E ALLORA DAI! “Tu m’insegni quanto vale incontrare un vero amico, un amico è un tesoro dice quel proverbio antico;
ed ognuno l’ha provato quando solo si è trovato: la parola di un amico ti può dar quel che non hai. E allora dài, e allora dài,
le cose giuste tu le sai! E allora dài, e allora dài, le cose giuste tu le sai! Il denaro non è tutto! È una frase che si dice,
nella vita c’è ben altro che può renderti felice. E lo dicon tutti spesso, ricchi o poveri è lo stesso, il denaro non guarisce e non dà felicità! E allora dài, e allora dài, le cose giuste tu le sai! E allora dài, e allora dài, le cose giuste tu le sai! Ogni uomo è uguale a un altro Quando viene dalle stelle: non importa la sua lingua o il colore della pelle; lo diceva anche il vangelo
già duemila anni fa, finalmente siam d’accordo, questa si che è civiltà! E allora dài, e allora dài, le cose giuste tu le sai!
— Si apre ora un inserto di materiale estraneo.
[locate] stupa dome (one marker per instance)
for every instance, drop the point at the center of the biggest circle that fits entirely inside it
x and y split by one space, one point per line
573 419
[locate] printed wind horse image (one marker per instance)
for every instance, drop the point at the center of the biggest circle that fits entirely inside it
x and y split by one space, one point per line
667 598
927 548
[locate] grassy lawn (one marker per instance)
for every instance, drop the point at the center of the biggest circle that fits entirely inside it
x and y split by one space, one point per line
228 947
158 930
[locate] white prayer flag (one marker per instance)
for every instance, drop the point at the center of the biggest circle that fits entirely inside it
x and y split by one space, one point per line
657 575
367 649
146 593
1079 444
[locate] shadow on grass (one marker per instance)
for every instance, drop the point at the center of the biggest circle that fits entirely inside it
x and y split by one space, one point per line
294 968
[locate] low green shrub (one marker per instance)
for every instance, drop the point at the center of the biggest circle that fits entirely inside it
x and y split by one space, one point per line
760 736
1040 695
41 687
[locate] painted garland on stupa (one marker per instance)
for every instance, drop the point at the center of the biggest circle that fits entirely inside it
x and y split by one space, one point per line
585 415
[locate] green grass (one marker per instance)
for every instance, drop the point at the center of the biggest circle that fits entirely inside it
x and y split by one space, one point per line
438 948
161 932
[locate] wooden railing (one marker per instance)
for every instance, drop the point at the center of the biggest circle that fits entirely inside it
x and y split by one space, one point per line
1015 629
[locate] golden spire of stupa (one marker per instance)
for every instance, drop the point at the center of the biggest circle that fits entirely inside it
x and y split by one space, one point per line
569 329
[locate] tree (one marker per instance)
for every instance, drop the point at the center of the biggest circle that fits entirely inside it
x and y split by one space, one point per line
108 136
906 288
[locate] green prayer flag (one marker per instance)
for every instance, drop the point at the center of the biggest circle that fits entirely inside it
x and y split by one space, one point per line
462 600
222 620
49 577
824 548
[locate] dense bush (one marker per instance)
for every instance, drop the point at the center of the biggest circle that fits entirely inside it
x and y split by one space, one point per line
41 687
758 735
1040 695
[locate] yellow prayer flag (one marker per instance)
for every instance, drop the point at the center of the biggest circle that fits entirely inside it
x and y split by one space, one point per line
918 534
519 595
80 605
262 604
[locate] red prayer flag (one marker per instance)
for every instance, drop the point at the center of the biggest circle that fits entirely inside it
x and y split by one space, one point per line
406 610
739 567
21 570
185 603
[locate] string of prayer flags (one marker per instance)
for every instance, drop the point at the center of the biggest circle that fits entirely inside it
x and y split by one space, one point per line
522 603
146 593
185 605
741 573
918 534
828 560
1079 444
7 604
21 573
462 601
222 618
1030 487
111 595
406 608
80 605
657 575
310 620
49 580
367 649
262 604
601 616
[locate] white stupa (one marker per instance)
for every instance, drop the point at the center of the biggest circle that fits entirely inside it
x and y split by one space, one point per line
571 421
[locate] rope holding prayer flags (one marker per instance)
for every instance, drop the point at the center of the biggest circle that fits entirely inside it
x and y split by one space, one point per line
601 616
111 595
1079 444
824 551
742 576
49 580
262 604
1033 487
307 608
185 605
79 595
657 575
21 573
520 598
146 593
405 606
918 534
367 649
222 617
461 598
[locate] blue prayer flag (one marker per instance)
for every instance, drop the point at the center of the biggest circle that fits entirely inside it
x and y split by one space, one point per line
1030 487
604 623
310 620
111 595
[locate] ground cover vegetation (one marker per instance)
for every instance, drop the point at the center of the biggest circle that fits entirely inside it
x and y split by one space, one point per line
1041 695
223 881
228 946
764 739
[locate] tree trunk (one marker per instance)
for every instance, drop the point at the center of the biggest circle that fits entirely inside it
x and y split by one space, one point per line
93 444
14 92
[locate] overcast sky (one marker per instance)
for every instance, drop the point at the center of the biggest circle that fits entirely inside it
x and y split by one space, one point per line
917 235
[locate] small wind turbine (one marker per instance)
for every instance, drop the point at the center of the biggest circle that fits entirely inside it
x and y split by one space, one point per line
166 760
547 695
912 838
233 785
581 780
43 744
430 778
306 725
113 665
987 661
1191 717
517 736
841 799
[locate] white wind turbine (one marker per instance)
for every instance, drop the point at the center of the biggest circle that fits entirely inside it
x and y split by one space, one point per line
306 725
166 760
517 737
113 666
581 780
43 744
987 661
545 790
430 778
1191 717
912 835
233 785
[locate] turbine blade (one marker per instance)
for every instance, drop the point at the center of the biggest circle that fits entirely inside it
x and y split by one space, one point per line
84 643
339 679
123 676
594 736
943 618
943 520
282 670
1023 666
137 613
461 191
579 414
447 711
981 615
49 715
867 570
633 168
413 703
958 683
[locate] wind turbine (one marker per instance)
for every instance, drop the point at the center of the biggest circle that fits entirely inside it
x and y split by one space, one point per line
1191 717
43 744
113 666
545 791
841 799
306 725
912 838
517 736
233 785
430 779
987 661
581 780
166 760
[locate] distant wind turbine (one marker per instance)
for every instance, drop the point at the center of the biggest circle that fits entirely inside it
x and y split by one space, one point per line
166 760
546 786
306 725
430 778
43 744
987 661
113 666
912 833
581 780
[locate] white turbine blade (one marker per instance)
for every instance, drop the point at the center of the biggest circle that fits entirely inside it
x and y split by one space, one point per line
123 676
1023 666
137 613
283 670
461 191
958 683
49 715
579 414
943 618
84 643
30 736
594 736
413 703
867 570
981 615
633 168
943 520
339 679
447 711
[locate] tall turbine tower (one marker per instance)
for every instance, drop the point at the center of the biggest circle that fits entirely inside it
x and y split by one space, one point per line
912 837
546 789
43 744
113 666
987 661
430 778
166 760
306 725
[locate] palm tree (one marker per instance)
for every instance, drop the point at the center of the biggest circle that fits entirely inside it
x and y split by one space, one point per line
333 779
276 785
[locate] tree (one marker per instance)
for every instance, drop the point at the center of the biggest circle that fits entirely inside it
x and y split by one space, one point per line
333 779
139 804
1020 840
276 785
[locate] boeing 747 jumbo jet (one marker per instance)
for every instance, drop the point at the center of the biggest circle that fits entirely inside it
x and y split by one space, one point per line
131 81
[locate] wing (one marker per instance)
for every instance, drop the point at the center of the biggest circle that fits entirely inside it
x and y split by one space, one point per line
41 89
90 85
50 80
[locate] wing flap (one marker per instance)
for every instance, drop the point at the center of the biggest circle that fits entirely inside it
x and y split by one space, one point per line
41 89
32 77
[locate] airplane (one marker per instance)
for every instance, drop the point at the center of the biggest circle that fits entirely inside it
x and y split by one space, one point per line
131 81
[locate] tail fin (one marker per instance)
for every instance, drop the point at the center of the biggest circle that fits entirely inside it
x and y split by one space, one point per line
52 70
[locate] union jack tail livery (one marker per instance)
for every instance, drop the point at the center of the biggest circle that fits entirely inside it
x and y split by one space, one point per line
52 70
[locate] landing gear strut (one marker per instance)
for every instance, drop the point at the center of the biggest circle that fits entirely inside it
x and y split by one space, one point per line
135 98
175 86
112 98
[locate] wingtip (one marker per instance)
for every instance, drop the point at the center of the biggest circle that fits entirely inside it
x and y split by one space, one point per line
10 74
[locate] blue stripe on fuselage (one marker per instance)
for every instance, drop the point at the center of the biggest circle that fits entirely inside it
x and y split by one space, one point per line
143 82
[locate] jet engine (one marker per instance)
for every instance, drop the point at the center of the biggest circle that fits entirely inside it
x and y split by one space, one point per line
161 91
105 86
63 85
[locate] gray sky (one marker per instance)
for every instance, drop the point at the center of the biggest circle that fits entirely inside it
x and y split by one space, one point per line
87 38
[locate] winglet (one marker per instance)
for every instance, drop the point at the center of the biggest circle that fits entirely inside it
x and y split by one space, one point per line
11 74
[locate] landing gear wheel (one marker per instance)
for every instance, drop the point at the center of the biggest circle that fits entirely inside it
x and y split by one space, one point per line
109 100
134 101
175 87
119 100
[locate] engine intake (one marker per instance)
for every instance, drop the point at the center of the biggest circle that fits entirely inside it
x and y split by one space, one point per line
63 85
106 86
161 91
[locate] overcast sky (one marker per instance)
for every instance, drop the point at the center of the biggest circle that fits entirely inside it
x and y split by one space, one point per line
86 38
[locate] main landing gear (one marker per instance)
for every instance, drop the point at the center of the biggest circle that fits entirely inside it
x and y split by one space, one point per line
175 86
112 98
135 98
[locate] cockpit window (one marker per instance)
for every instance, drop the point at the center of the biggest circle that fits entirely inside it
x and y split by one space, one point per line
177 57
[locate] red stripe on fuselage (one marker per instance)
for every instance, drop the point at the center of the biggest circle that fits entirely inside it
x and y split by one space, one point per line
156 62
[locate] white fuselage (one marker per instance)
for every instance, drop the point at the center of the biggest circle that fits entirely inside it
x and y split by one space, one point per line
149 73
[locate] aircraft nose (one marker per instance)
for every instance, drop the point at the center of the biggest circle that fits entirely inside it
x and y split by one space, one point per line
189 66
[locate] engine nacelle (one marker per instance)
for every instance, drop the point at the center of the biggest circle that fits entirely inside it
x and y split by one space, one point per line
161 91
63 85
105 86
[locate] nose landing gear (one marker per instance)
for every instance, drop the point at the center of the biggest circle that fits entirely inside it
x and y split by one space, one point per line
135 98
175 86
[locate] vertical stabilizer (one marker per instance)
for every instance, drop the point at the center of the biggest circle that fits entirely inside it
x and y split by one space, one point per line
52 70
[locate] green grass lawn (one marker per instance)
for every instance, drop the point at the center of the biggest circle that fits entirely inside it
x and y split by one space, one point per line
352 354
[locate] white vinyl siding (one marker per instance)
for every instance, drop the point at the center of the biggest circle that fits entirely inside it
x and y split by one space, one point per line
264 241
E allora dài, e allora dài, le cose giuste tu le sai! Tu m’insegni che la guerra oggi non si può più fare, che le bombe ed i cannoni sono cose da evitare, lo si scrive sui giornali, siamo tutti solidali, che la pace in tutto il mondo salverà l’umanità. E allora dài, e allora dài, le cose giuste tu le sai! E allora dài, e allora dài, le cose giuste tu le sai! E allora dài, e allora dài,
le cose giuste tu le sai! E allora dài, e allora dài, le cose giuste tu le sai!”
E di citazione in citazione si può arrivare a Fabrizio De Andrè:“Benedetto Croce diceva che fino a diciotto anni tutti scrivono poesie e che, da quest’età in poi, ci sono due categorie di persone che continuano a scrivere: i poeti e i cretini. Allora, io mi sono rifugiato prudentemente nella canzone che, in quanto forma d’arte mista, mi consente scappatoie non indifferenti, là dove manca l’esuberanza creativa. “
Si d’accordo è un parlare in musica , da popolo di santi, navigatori e poeti e anche ritardatari, oggi nella giornata dedicata ai “Malati”. Forse siamo un po’ tutte queste cose insieme, se ci ritroviamo a leggere e scrivere di libertà, accettando Musiche e Bande che di nuovo non hanno e offrono niente se non il carcere per l’esuberanza creativa.
Come diceva un vero Maestro: “Non è mai troppo tardi”. Anche per i malati, guarire.